A Southwest Airlines flight out of Albuquerque made an emergency landing in Tulsa, Oklahoma, on Monday afternoon after a passenger said a window exploded. Pilots told passengers over the intercom that something had happened and that they needed to divert the aircraft, later identified as Flight 2665, to Tulsa.
George Gonzales said he saw the cockpit window shatter and sent a photo of the damage. “They mentioned you know nothing struck the aircraft, it was just the windshield started cracking, and then it just exploded, so credit to the pilots for landing the plane and getting us down safely,” he said.
Southwest later said Flight 2665 diverted safely to Tulsa because of a windshield crack. The airline said the flight landed uneventfully and customers were reaccommodated to Baltimore on another aircraft.

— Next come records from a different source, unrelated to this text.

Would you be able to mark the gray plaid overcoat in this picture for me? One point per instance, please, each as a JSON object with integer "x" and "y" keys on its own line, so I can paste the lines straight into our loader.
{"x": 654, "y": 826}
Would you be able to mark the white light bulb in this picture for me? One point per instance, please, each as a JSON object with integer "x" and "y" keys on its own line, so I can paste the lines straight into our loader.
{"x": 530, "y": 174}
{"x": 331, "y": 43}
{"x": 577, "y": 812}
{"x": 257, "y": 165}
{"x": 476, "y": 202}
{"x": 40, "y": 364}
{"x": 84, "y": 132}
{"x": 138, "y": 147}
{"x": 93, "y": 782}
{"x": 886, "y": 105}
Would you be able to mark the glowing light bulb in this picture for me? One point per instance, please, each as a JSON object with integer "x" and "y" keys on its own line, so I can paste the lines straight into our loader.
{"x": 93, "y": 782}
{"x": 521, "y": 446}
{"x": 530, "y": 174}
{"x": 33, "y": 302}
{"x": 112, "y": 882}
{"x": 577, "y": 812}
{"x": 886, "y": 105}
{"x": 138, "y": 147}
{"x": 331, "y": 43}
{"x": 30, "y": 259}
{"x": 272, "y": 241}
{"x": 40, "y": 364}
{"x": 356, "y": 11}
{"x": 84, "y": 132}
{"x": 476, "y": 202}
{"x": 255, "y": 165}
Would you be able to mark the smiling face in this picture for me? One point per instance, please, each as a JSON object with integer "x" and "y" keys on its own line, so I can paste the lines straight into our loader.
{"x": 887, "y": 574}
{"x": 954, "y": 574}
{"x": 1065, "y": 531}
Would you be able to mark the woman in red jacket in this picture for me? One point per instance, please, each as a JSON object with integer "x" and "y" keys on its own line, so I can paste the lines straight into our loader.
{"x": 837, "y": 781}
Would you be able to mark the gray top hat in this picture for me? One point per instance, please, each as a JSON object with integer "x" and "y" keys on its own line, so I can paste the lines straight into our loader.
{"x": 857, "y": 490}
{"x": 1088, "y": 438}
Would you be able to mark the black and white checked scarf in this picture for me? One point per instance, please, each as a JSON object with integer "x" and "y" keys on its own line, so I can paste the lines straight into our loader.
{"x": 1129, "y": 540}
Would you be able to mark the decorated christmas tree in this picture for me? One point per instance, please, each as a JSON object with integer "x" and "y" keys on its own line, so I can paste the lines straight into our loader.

It also said it appreciated the professionalism of its flight crew and that nothing is more important to Southwest than the safety of its customers and employees.

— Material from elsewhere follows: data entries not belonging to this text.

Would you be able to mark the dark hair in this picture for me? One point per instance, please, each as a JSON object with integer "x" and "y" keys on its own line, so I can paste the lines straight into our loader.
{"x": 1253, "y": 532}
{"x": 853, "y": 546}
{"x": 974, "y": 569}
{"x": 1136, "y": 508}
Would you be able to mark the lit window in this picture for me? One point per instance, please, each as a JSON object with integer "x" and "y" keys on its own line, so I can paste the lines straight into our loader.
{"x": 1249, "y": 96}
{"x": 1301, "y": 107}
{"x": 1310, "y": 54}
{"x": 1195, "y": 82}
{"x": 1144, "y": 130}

The flight had been headed to Baltimore when the cockpit windshield problem forced the diversion, a reminder of how quickly a routine trip can change in the air. The airline did not report injuries, and the aircraft came down safely after the crew chose Tulsa for the landing. Similar incidents have left aircraft grounded before, including a separate emergency landing case involving a cracked windshield on a Southwest flight.
For Gonzales and the other passengers, the answer was delivered in real time: the plane landed safely, the crack did not become a worse emergency, and the trip to Baltimore continued on another aircraft. The only thing left unresolved is how the windshield failed so suddenly in the first place.